When faced with a problem in real life, we always want to find the best solution. The same is true for software products. The best programs are the best products.

Optimization means getting the best output. It is not only an important branch of mathematics, but also plays an important role in real life. Optimization is considered as an important field in modern computer science and artificial intelligence. We also believe that some algorithms of ARTIFICIAL intelligence simulate the process of human beings seeking optimal solutions to practical problems. For example, the use of artificial intelligence algorithm design software, with external electronic devices such as cameras to recognize faces; Using data mining and neural network algorithm to find the best time to invest and so on, are using the principle of optimization.

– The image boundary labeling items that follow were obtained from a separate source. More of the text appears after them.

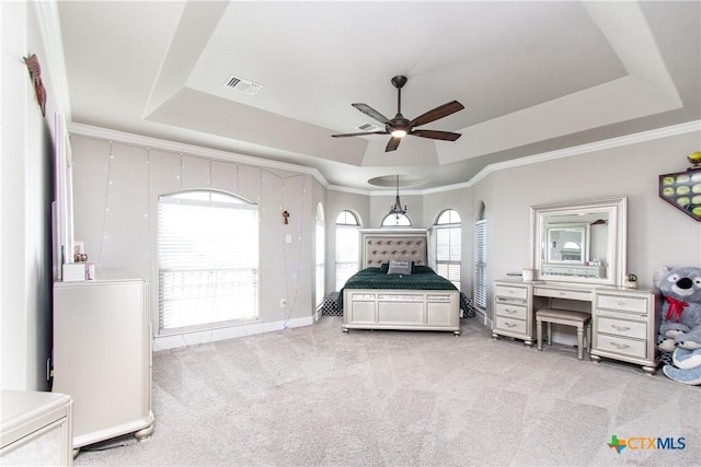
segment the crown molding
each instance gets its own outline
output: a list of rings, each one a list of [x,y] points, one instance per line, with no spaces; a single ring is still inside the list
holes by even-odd
[[[304,165],[290,164],[287,162],[271,161],[264,157],[254,157],[252,155],[238,154],[234,152],[220,151],[217,149],[204,148],[200,145],[185,144],[181,142],[162,140],[159,138],[145,137],[140,135],[127,133],[124,131],[110,130],[106,128],[93,127],[84,124],[70,124],[68,132],[71,135],[80,135],[88,138],[101,139],[106,141],[119,141],[124,144],[136,145],[140,148],[159,149],[162,151],[186,153],[193,156],[216,159],[219,161],[235,162],[244,165],[256,167],[276,168],[280,171],[298,172],[309,174],[317,180],[329,188],[329,182],[315,168]]]
[[[424,195],[451,191],[460,188],[469,188],[480,182],[482,178],[493,172],[503,171],[505,168],[518,167],[521,165],[538,164],[540,162],[552,161],[555,159],[570,157],[573,155],[581,155],[596,151],[604,151],[607,149],[620,148],[624,145],[637,144],[645,141],[652,141],[663,138],[669,138],[678,135],[691,133],[694,131],[701,131],[701,120],[688,121],[686,124],[674,125],[671,127],[657,128],[654,130],[642,131],[639,133],[627,135],[617,138],[610,138],[607,140],[595,141],[591,143],[575,145],[572,148],[559,149],[555,151],[543,152],[539,154],[528,155],[525,157],[514,159],[510,161],[497,162],[490,164],[480,172],[478,172],[468,182],[460,184],[446,185],[437,188],[428,188],[423,192]]]
[[[100,127],[93,127],[83,124],[70,124],[69,132],[74,135],[81,135],[89,138],[102,139],[102,140],[115,140],[126,144],[133,144],[143,148],[157,148],[164,151],[173,151],[179,153],[188,153],[203,157],[211,157],[223,161],[231,161],[241,164],[277,168],[281,171],[299,172],[312,175],[321,185],[327,190],[348,192],[354,195],[364,196],[387,196],[388,190],[361,190],[348,187],[342,187],[337,185],[330,185],[326,178],[317,170],[304,165],[290,164],[286,162],[271,161],[264,157],[255,157],[251,155],[238,154],[233,152],[220,151],[216,149],[208,149],[194,144],[179,143],[158,138],[143,137],[134,133],[127,133],[123,131],[110,130]],[[538,164],[540,162],[552,161],[555,159],[570,157],[574,155],[586,154],[596,151],[604,151],[607,149],[620,148],[624,145],[637,144],[645,141],[657,140],[663,138],[669,138],[678,135],[690,133],[694,131],[701,131],[701,120],[688,121],[686,124],[674,125],[670,127],[658,128],[648,131],[642,131],[639,133],[627,135],[617,138],[610,138],[607,140],[595,141],[591,143],[581,144],[572,148],[564,148],[555,151],[549,151],[538,154],[528,155],[525,157],[518,157],[510,161],[497,162],[490,164],[475,174],[467,182],[459,184],[445,185],[436,188],[427,188],[424,190],[404,190],[403,195],[432,195],[436,192],[452,191],[462,188],[470,188],[474,186],[482,178],[487,175],[503,171],[506,168],[518,167],[521,165]]]

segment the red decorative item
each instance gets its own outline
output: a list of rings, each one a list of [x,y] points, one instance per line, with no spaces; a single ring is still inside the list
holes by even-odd
[[[42,83],[42,67],[39,67],[39,59],[36,58],[36,54],[32,54],[30,58],[24,57],[26,68],[30,70],[30,77],[34,83],[34,92],[36,93],[36,102],[42,108],[42,116],[46,117],[46,89]]]

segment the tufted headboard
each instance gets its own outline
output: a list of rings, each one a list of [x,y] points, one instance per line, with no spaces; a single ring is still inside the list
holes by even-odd
[[[366,231],[360,234],[363,268],[379,267],[390,259],[409,259],[418,266],[428,265],[426,231]]]

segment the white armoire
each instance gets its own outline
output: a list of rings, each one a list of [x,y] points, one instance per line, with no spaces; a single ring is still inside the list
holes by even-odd
[[[73,448],[153,430],[148,282],[125,271],[54,284],[53,390],[73,399]]]

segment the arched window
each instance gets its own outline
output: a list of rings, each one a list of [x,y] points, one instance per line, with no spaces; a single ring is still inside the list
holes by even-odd
[[[324,302],[324,269],[325,269],[325,227],[324,227],[324,207],[317,205],[317,227],[314,236],[314,264],[315,264],[315,294],[317,306],[321,306]]]
[[[383,227],[411,227],[412,221],[406,214],[387,214],[382,219]]]
[[[158,334],[257,317],[258,207],[215,190],[158,202]]]
[[[360,222],[350,211],[342,211],[336,218],[336,291],[343,289],[348,278],[358,271],[358,231]]]
[[[453,209],[443,211],[434,224],[436,272],[460,289],[462,258],[462,226],[460,214]]]

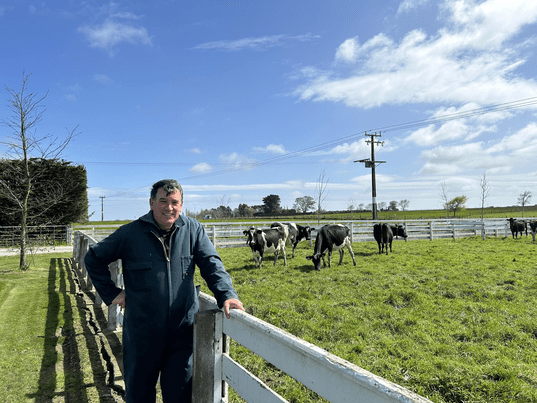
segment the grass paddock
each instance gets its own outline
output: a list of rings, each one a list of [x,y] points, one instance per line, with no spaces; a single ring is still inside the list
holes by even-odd
[[[531,237],[410,240],[386,256],[363,242],[357,266],[346,251],[321,271],[306,242],[286,267],[219,252],[247,312],[368,371],[438,403],[536,402],[536,248]],[[116,401],[68,256],[26,272],[0,258],[0,401]],[[323,401],[235,342],[231,354],[290,402]]]

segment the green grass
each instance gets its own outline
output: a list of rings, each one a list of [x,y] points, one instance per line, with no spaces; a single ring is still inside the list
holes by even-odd
[[[306,242],[262,269],[248,248],[220,254],[247,312],[434,402],[537,401],[537,244],[479,237],[355,243],[313,270]],[[0,258],[0,401],[106,400],[65,259]],[[203,281],[197,278],[198,282]],[[207,292],[205,286],[204,291]],[[232,356],[290,402],[323,401],[233,342]],[[241,399],[230,391],[231,402]]]
[[[69,255],[36,255],[25,272],[0,258],[1,402],[110,401]]]
[[[434,402],[537,401],[537,246],[531,238],[355,243],[357,266],[254,268],[219,251],[247,312]],[[205,289],[207,292],[207,290]],[[322,401],[236,343],[233,356],[292,402]],[[232,401],[241,401],[236,395]]]

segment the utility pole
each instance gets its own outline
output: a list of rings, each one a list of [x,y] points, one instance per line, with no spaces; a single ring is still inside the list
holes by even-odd
[[[377,183],[375,179],[375,167],[376,164],[383,164],[386,161],[375,161],[375,145],[384,145],[384,141],[377,141],[375,140],[375,137],[382,137],[381,132],[375,132],[374,134],[365,133],[366,136],[370,137],[369,140],[366,140],[365,142],[367,144],[371,144],[371,159],[366,158],[363,160],[357,160],[354,162],[363,162],[365,163],[366,168],[371,168],[371,196],[373,198],[372,203],[372,210],[373,210],[373,220],[377,219]]]
[[[99,196],[101,198],[101,221],[104,221],[104,199],[106,196]]]

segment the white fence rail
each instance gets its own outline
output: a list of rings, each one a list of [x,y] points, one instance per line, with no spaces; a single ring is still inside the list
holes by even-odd
[[[526,222],[534,221],[535,218],[519,218]],[[352,242],[368,242],[374,241],[373,225],[375,223],[391,223],[402,224],[407,231],[408,239],[445,239],[445,238],[464,238],[467,236],[481,236],[483,239],[489,236],[507,237],[511,235],[509,221],[505,218],[489,218],[483,221],[475,219],[435,219],[435,220],[355,220],[355,221],[323,221],[317,224],[316,221],[294,221],[296,224],[309,225],[315,230],[312,231],[312,241],[315,239],[317,230],[326,224],[343,224],[351,229]],[[243,231],[254,226],[267,228],[274,223],[272,221],[244,221],[244,222],[221,222],[203,224],[207,235],[211,239],[213,245],[217,248],[234,248],[245,247],[246,238]],[[91,225],[78,227],[80,231],[91,235],[97,240],[103,239],[109,235],[117,226],[99,226]],[[529,226],[528,226],[529,227]],[[529,228],[528,228],[529,233]]]
[[[84,256],[95,242],[80,231],[75,234],[73,257],[86,288],[92,285]],[[110,265],[121,286],[120,269],[117,262]],[[108,323],[115,330],[122,323],[121,313],[109,309]],[[229,337],[333,403],[430,402],[245,312],[233,310],[229,320],[223,319],[214,298],[201,293],[194,325],[194,403],[227,402],[228,385],[248,402],[287,402],[230,357]]]

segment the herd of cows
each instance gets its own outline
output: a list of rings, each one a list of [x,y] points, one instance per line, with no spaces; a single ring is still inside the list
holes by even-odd
[[[520,233],[520,236],[522,236],[524,232],[526,233],[526,236],[528,236],[529,225],[531,236],[535,242],[535,235],[537,234],[537,221],[517,220],[516,218],[509,218],[507,221],[509,221],[509,227],[511,229],[511,234],[513,234],[513,238],[518,238],[518,233]]]
[[[533,241],[537,234],[537,221],[517,220],[509,218],[509,226],[513,238],[518,238],[525,232],[528,235],[528,226],[530,228]],[[299,225],[296,223],[280,223],[275,222],[270,228],[255,228],[243,231],[248,238],[246,243],[250,246],[256,266],[261,267],[263,256],[266,253],[274,253],[274,264],[278,261],[278,255],[281,252],[283,255],[283,264],[287,265],[286,244],[289,242],[292,246],[292,256],[295,257],[295,249],[300,241],[311,239],[311,232],[315,228],[309,225]],[[405,241],[408,240],[405,227],[403,225],[392,224],[375,224],[373,226],[373,236],[377,241],[379,254],[388,254],[388,248],[392,251],[392,241],[395,237],[402,237]],[[315,270],[321,270],[321,261],[326,267],[325,256],[328,254],[328,267],[332,267],[332,252],[339,251],[339,264],[343,262],[343,253],[345,248],[349,250],[352,262],[356,266],[356,259],[352,251],[350,229],[342,224],[329,224],[323,226],[315,238],[313,247],[313,255],[306,256],[306,259],[313,263]]]
[[[274,264],[278,261],[278,255],[283,255],[283,264],[287,265],[286,244],[289,242],[292,246],[292,256],[295,257],[297,244],[302,240],[311,239],[311,231],[315,228],[309,225],[303,226],[296,223],[275,222],[270,228],[250,227],[243,231],[248,238],[246,243],[250,246],[256,266],[261,267],[263,255],[265,253],[274,253]],[[392,241],[394,235],[402,237],[406,241],[408,235],[402,225],[375,224],[373,235],[379,247],[379,254],[385,251],[388,254],[388,248],[392,251]],[[313,262],[315,270],[321,270],[321,260],[326,267],[325,256],[328,254],[328,267],[332,267],[332,252],[339,251],[339,264],[343,262],[345,248],[348,249],[352,258],[352,263],[356,266],[356,259],[352,251],[350,229],[342,224],[329,224],[323,226],[317,231],[313,255],[306,256],[306,259]]]

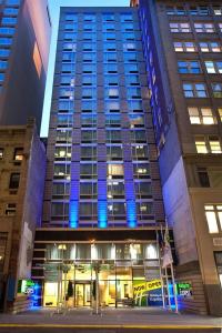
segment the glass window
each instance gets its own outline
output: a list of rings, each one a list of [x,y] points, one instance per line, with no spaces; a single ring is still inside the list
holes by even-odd
[[[199,61],[178,61],[179,73],[182,74],[199,74],[201,72],[201,67]]]
[[[191,32],[190,23],[170,23],[171,32]]]
[[[108,179],[123,178],[123,164],[108,163]]]
[[[195,32],[212,33],[214,32],[213,23],[194,23]]]
[[[56,147],[54,150],[54,158],[56,159],[71,159],[71,147]]]
[[[54,164],[54,178],[70,180],[70,164]]]
[[[206,98],[206,87],[204,83],[183,83],[185,98]]]
[[[97,183],[94,182],[80,182],[80,198],[95,199],[97,198]]]
[[[9,189],[10,190],[18,190],[19,189],[19,182],[20,182],[20,173],[11,173],[10,181],[9,181]]]
[[[51,205],[52,216],[69,216],[69,203],[67,202],[52,202]]]
[[[97,164],[95,163],[81,163],[80,164],[81,178],[95,178],[97,176]]]
[[[122,145],[108,145],[107,160],[122,160]]]
[[[190,122],[192,124],[213,124],[212,109],[210,108],[189,108]]]
[[[150,178],[149,163],[133,163],[133,174],[135,178]]]
[[[219,225],[222,229],[222,205],[205,204],[205,218],[210,233],[219,233]]]
[[[124,198],[124,183],[120,181],[108,181],[108,199]]]
[[[199,154],[208,153],[205,138],[203,135],[195,137],[195,148]]]
[[[211,87],[213,90],[213,97],[221,99],[222,98],[222,83],[219,83],[219,82],[212,83]]]
[[[21,162],[23,160],[23,148],[16,148],[14,149],[14,161]]]

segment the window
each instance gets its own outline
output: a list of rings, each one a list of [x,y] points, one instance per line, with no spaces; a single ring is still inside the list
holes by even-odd
[[[210,179],[206,168],[198,168],[198,176],[202,188],[210,188]]]
[[[201,52],[221,52],[221,44],[219,42],[200,42]]]
[[[64,196],[69,196],[70,194],[70,183],[53,183],[52,185],[52,196],[59,199],[63,199]]]
[[[139,220],[148,219],[152,214],[152,202],[137,202],[137,216]]]
[[[205,6],[190,6],[189,12],[191,16],[208,16],[209,8]]]
[[[221,154],[221,142],[216,135],[196,135],[195,137],[195,148],[198,153],[214,153]]]
[[[192,124],[213,124],[215,119],[210,108],[189,108],[190,122]]]
[[[125,218],[125,203],[124,202],[108,202],[108,219],[115,220]]]
[[[81,160],[97,160],[97,147],[82,145]]]
[[[222,204],[205,204],[205,218],[210,233],[219,233],[222,230]]]
[[[121,140],[120,130],[107,130],[107,142],[121,142]]]
[[[218,112],[219,112],[220,120],[222,121],[222,108],[219,108]]]
[[[70,180],[70,164],[54,164],[54,179]]]
[[[123,164],[108,163],[108,179],[123,178]]]
[[[80,202],[80,220],[95,220],[98,205],[95,202]]]
[[[175,52],[195,52],[196,47],[193,42],[174,42]]]
[[[142,181],[142,182],[135,182],[135,195],[137,199],[148,199],[151,198],[151,183],[148,181]]]
[[[81,163],[80,175],[82,179],[97,178],[97,164],[95,163]]]
[[[107,160],[122,160],[122,145],[108,145],[107,147]]]
[[[19,189],[19,182],[20,182],[20,173],[11,173],[10,182],[9,182],[9,189],[10,190],[18,190]]]
[[[124,183],[119,181],[108,181],[108,199],[124,198]]]
[[[16,203],[8,203],[6,208],[6,215],[13,216],[17,213],[17,205]]]
[[[191,32],[191,27],[189,23],[170,23],[171,32]]]
[[[121,127],[121,117],[119,113],[105,114],[105,127]]]
[[[0,161],[3,160],[3,148],[0,148]]]
[[[221,6],[213,6],[214,16],[222,16],[222,7]]]
[[[150,178],[149,163],[133,163],[133,174],[135,178]]]
[[[199,154],[206,154],[208,148],[203,135],[195,138],[195,148]]]
[[[185,98],[206,98],[208,92],[204,83],[183,83]]]
[[[80,198],[81,199],[97,199],[97,183],[81,182],[80,183]]]
[[[209,74],[222,73],[222,61],[204,61],[205,69]]]
[[[201,72],[199,61],[178,61],[178,69],[181,74],[199,74]]]
[[[23,160],[23,148],[16,148],[14,149],[14,161],[21,162]]]
[[[185,9],[183,6],[167,6],[168,16],[184,16]]]
[[[142,144],[132,145],[133,160],[148,160],[148,147]]]
[[[194,23],[195,32],[211,33],[214,32],[213,23]]]
[[[54,158],[58,160],[62,159],[71,159],[71,147],[56,147]]]
[[[222,83],[212,83],[213,97],[216,99],[222,98]]]
[[[94,128],[97,127],[97,115],[93,113],[81,114],[82,128]]]
[[[52,216],[69,216],[69,203],[67,202],[53,202],[51,205],[51,215]]]
[[[97,131],[95,130],[82,130],[81,131],[81,142],[95,142],[97,141]]]

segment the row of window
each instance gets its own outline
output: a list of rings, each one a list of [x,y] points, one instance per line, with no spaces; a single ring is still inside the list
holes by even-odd
[[[151,198],[151,183],[134,182],[134,192],[137,199]],[[98,184],[97,182],[80,182],[80,198],[81,199],[97,199],[98,198]],[[54,182],[52,185],[52,199],[61,199],[69,196],[70,194],[70,182]],[[123,181],[108,181],[107,183],[107,198],[108,199],[124,199],[125,185]]]
[[[82,13],[82,14],[78,14],[74,12],[67,12],[64,14],[64,20],[65,21],[72,21],[72,22],[77,22],[78,19],[82,19],[83,21],[87,22],[97,22],[99,18],[102,18],[103,22],[110,22],[110,21],[114,21],[115,20],[115,14],[113,12],[110,13],[102,13],[100,14],[95,14],[95,13]],[[117,16],[118,21],[120,19],[121,22],[131,22],[133,20],[133,16],[130,12],[125,12],[125,13],[118,13]]]
[[[209,74],[222,74],[222,60],[205,60],[204,65]],[[198,60],[180,60],[178,61],[178,69],[181,74],[199,74],[202,72],[201,63]]]
[[[222,7],[221,6],[167,6],[165,7],[167,14],[169,16],[222,16]]]
[[[211,89],[214,98],[222,98],[222,83],[211,83]],[[206,85],[202,82],[183,83],[183,93],[185,98],[209,97]]]
[[[80,46],[80,44],[78,44]],[[109,51],[117,51],[117,43],[115,42],[107,42],[103,43],[103,51],[109,52]],[[75,52],[77,51],[77,43],[72,42],[63,42],[62,44],[63,51],[71,51]],[[137,50],[137,43],[135,42],[123,42],[121,43],[121,49],[123,51],[135,51]],[[87,52],[95,52],[97,51],[97,43],[94,42],[83,42],[81,44],[81,51],[87,51]]]
[[[194,30],[196,33],[213,33],[216,32],[216,28],[222,32],[222,23],[194,23]],[[191,24],[189,22],[171,22],[170,23],[171,32],[192,32]]]
[[[80,163],[80,175],[82,179],[97,179],[98,165],[97,163]],[[133,162],[133,175],[137,179],[150,178],[150,164],[144,162]],[[54,164],[54,179],[70,180],[70,163]],[[123,179],[124,165],[123,163],[107,163],[108,179]]]
[[[59,112],[74,112],[74,103],[73,101],[59,101]],[[80,112],[95,112],[98,111],[97,100],[82,100],[81,101],[81,110]],[[113,101],[104,101],[104,112],[120,112],[121,111],[121,103],[120,100]],[[143,112],[143,104],[142,100],[128,100],[128,110],[125,112]],[[58,122],[65,123],[72,122],[71,114],[58,114]]]
[[[202,41],[198,44],[192,41],[175,41],[173,43],[175,52],[221,52],[222,47],[218,41]]]
[[[135,202],[137,218],[145,219],[152,214],[152,202]],[[127,204],[125,202],[109,202],[107,203],[108,219],[112,220],[127,218]],[[51,215],[53,216],[69,216],[69,203],[68,202],[52,202]],[[98,218],[98,203],[97,202],[79,202],[79,219],[80,220],[94,220]]]
[[[4,152],[3,148],[0,148],[0,161],[3,160],[4,154],[9,158],[8,152]],[[12,160],[16,162],[21,162],[23,160],[23,148],[14,148]]]

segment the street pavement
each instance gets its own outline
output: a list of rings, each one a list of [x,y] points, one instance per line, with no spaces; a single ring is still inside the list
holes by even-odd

Optimization in machine learning is slightly different from its applications in other disciplines. In general, while optimizing, we know exactly what the data looks like and what we want to improve. But in machine learning, we don’t know what “new data” looks like, let alone optimize it. To solve this problem, in machine learning, we perform optimizations on training data and examine validation data created from them.

Optimization is widely used

  • Mechanics: Design surfaces for aerospace products;
  • Economics: cost minimization;
  • Physics: Optimization time in quantum computing;
  • Determine the best shipping routes, optimize shelf space, etc.

Many popular machine algorithms rely on linear regression, k-nearest neighbor, neural networks and other techniques. The application of optimization is infinite, so it has become the subject of extensive research in academia and industry. In this article, we will introduce an optimization technique called Gradient Descent. This is the most commonly used optimization technique for machine learning.


1. What is gradient descent?

Let’s look at a classic mountaineering example: Suppose you’re at the top of a mountain and you have to reach a lake at the lowest point of a valley. But you are blindfolded and cannot see your goal. So, what method will you take to get to the lake?

The easiest way to do this is to check the ground near you and find out where the ground is sloping downward. This is where you should take the first step. Follow the downhill route and there is a good chance you will reach the lake. The picture below shows the path you traveled:

Now let’s describe this scenario in mathematical terms.

Suppose we want to find the best parameters of the learning algorithm (θ0) and (θ1). Similar to the mountaineering example above, we found similar mountains and valleys when we plotted a 3D image of the J (θ) function of the cost space. When z-axis represents cost J (θ), X-axis and Z-axis correspond to parameters θ0 and θ1 respectively, hilly areas in red represent high cost, while valley areas in blue represent low cost. The cost space is simply the performance of the algorithm when a particular parameter is selected.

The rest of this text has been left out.